Having never actually listened to this snooze-fest through choice before today, I was expecting a more OTT power-ballad element to it. You know: bad, but ridiculous. Except that’s just the video… In it, Richie plays a drama teacher with the unfortunate habit of creeping around behind one of his female students. Who just happens to be blind. He finally plucks up the courage to call her – the way he sings Hello! Is it me you’re looking for…? down the phone is actually hilarious – and she displays her love by making a truly monstrous clay model of his head.

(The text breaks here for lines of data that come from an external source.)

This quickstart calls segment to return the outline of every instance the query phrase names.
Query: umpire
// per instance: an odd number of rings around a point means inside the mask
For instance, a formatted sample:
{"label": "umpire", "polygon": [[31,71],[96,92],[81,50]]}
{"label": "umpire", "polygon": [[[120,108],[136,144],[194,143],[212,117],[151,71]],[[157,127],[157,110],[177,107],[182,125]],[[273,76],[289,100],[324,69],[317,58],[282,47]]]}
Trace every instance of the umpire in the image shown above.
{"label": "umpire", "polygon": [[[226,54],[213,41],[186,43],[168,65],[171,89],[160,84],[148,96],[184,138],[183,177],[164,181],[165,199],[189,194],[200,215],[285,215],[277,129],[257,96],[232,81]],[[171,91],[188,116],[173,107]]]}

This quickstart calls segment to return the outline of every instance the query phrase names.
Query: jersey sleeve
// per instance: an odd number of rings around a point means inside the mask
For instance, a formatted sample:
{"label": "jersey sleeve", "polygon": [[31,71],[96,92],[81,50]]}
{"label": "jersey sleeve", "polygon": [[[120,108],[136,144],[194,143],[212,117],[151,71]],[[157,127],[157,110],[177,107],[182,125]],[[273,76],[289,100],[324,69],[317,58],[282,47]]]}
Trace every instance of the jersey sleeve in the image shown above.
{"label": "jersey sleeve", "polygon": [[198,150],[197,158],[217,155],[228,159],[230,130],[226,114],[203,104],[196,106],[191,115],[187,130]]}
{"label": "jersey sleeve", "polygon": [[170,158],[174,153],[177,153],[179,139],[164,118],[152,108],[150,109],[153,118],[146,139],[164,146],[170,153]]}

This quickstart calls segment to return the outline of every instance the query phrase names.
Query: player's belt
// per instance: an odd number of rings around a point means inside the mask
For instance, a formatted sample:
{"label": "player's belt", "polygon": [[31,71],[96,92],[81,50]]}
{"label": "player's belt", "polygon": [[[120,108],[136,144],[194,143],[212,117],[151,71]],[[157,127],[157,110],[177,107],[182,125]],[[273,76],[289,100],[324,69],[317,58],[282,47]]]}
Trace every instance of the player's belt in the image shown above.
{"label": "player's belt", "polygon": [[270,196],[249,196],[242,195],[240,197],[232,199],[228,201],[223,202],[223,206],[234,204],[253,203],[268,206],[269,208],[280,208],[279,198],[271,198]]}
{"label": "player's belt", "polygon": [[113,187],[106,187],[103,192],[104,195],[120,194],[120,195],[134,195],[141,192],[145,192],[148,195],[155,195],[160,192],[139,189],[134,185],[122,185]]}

Play ‘Hello’ away from the video, however, and you lose all this silliness. It is a truly boring experience. It’s only four minutes long, but it feels like twice that. I named Richie’s previous #1 – ‘Three Times a Lady’, with the Commodores – as a ‘Meh’ chart-topper, but this one takes ‘Meh’ to new levels. Why this was top of the charts for six weeks, and why it has since become an eighties pop culture cornerstone, is beyond me.
I have to admit that even his more upbeat hits of the mid-‘80s, the likes of ‘All Night Along’ and ‘Dancing on the Ceiling’, leave me feeling cold. Lionel Richie is, for whatever reason, an artist I don’t connect with. Too slick? Too glossy? Soulless soul? Maybe. Either way, for now I’m reminded why this decade will, at times, be a slog.